I have such an enormous crush on Charisma Carpenter.  :inlove:


----------



## shesulsa

Don't hide the cleavage ... it hypnotizes men and gets them to do your bidding. Duh!

I don't like the new look. Campy. ridiculous.


----------



## Sukerkin

You can guess that you are not alone, EH .

Also, Shesulsa is right on the money when it comes to the 'biddability' factor engendered by magnificent decolletage :chuckles:.


----------



## Empty Hands

Sukerkin said:


> Also, Shesulsa is right on the money when it comes to the 'biddability' factor engendered by magnificent decolletage :chuckles:.

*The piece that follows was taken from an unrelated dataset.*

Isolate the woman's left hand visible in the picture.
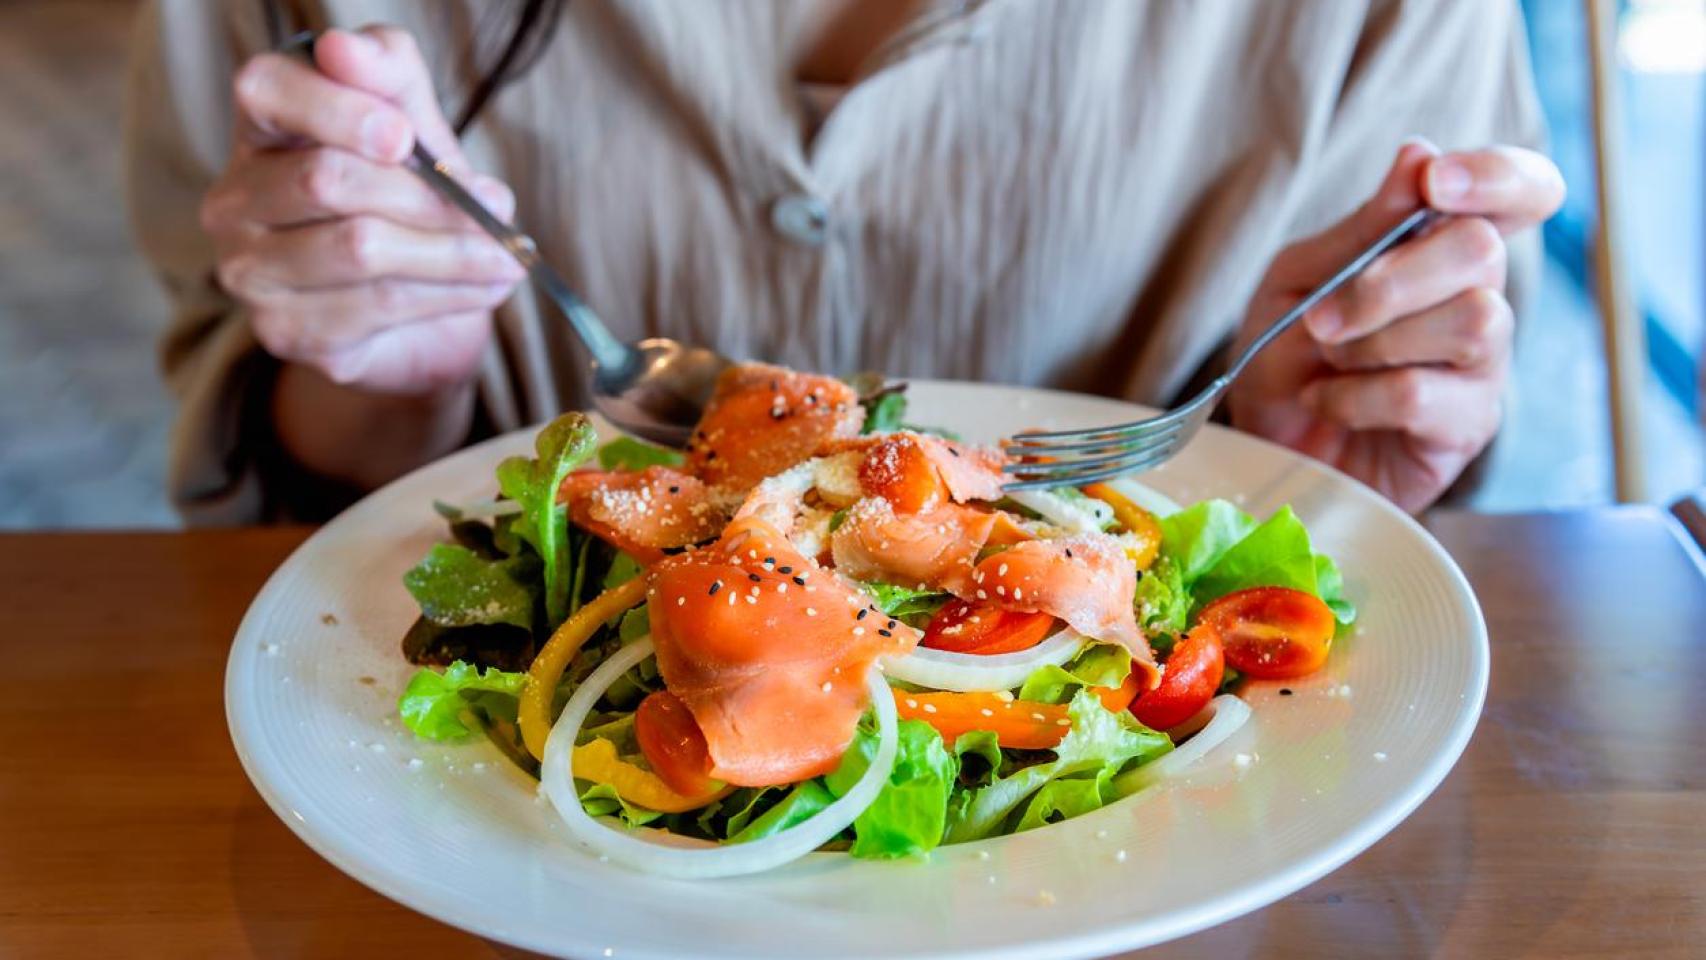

How can I do your bidding if I don't even realize you are talking? :lol:

J/K!


----------



## shesulsa

Empty Hands said:


> How can I do your bidding if I don't even realize you are talking? :lol:
> 
> J/K!



:rofl:

I recently happened to notice some ... ah ... photographic material in the vicinity of our latrine and said to hubby, "I thought you didn't like blondes?"

He replied, "She has hair?"

:btg:


----------



## shesulsa

Sukerkin said:


> You can guess that you are not alone, EH .
> 
> Also, Shesulsa is right on the money when it comes to the 'biddability' factor engendered by magnificent decolletage :chuckles:.



Boy you use pretty words! :bangahead:


----------



## Sukerkin

:bows elegantly:  My thanks, good lady.  

I do try to do my part when it comes to preserving the more elegant phrasing of which our language is capable.  It's something of a holdover from when I used to write, back in swirling mists of my younger life :blush:.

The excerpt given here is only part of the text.